Terms like reconciliation and unity have seemingly been a part of the vocabulary and conversations of many over the past several months. During this time, we’ve all likely experienced a variety of emotions including anger, hurt, confusion, excitement for change, etc. Recently, I’ve been challenged to consider what “walking in unity” means as I read Psalm 133: 1 says, “Behold, how good and how pleasant it is for brothers to dwell together in unity!”

First of all, walking is a verb as dwell is a verb. Therefore, the question we should ask ourselves is, how are we walking or dwelling in unity with others? Are we seeking relationship with those who are different from us? Are we actively taking steps to learn about people who are different from us? Are we stepping out of our comfort zone to meet new people and befriend others?

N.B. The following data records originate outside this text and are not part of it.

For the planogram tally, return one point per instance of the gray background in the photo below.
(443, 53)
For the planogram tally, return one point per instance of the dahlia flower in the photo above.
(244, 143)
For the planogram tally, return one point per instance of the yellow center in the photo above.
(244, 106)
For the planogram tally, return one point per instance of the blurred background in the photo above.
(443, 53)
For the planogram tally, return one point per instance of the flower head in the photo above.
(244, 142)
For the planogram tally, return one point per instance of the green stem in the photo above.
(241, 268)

Over the years as a Licensed Clinical Mental Health Counselor who is also a board certified professional christian counselor, I have counseled many who have been hurt by people who are different from them. These differences span from racial differences, cultural differences, family differences, differences in opinion, religious differences, differences within one’s own church, political differences, and a new one this year differences in responding to the COVID-19 (or the CORID as my mom calls it). Differences in the past that have led to behaviors that have cause hurt often lead people to shy away from getting to know others in a new setting.

Therefore, I want to recommend some tips for how we can seek unity and dwell in unity in ways that can help overcome hurt.

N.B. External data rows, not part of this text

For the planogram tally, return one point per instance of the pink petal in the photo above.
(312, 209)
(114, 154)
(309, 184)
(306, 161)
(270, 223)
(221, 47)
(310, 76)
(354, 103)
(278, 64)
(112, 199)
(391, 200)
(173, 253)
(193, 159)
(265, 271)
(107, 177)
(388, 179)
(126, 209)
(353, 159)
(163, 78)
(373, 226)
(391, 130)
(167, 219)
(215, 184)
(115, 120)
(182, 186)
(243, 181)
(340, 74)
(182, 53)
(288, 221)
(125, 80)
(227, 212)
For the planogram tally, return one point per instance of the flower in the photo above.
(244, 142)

1-Get out of your comfort zone and initiate a conversation with someone different.

2-Invite your neighbor, co-worker, or family member, etc. who is different from you (race, religion, political beliefs, career/job, etc) out to lunch and get to know the person. Ask what they believe and why.

3-Change up your routines. Don’t sit in a same spot all the time. Don’t sit in the same section at church all of the time. Don’t just speak to the same people each week. Send a card to someone new or to an old friend. Walk down a different hallway at church. Take a different route on a daily walk.

4-Attend church or another cultural event with someone different from you and invite that person with you as well.

5-Volunteer with a local non-profit or even the local police or fire department to learn more about the people serving out community.

Finally consider memorizing 1 Corinthians 13: 4-8 where Paul instructs us how our love for others should look as we seek unity.

Love is patient, love is kind. It does not envy, it does not boast, it is not proud. It does not dishonor others, it is not self-seeking, it is not easily angered, it keeps no record of wrongs. Love does not delight in evil but rejoices with the truth. It always protects, always trusts, always hopes, always perseveres.

Love never fails.

If we have this loving attitude and perspective, others will be drawn to the unity we have with God.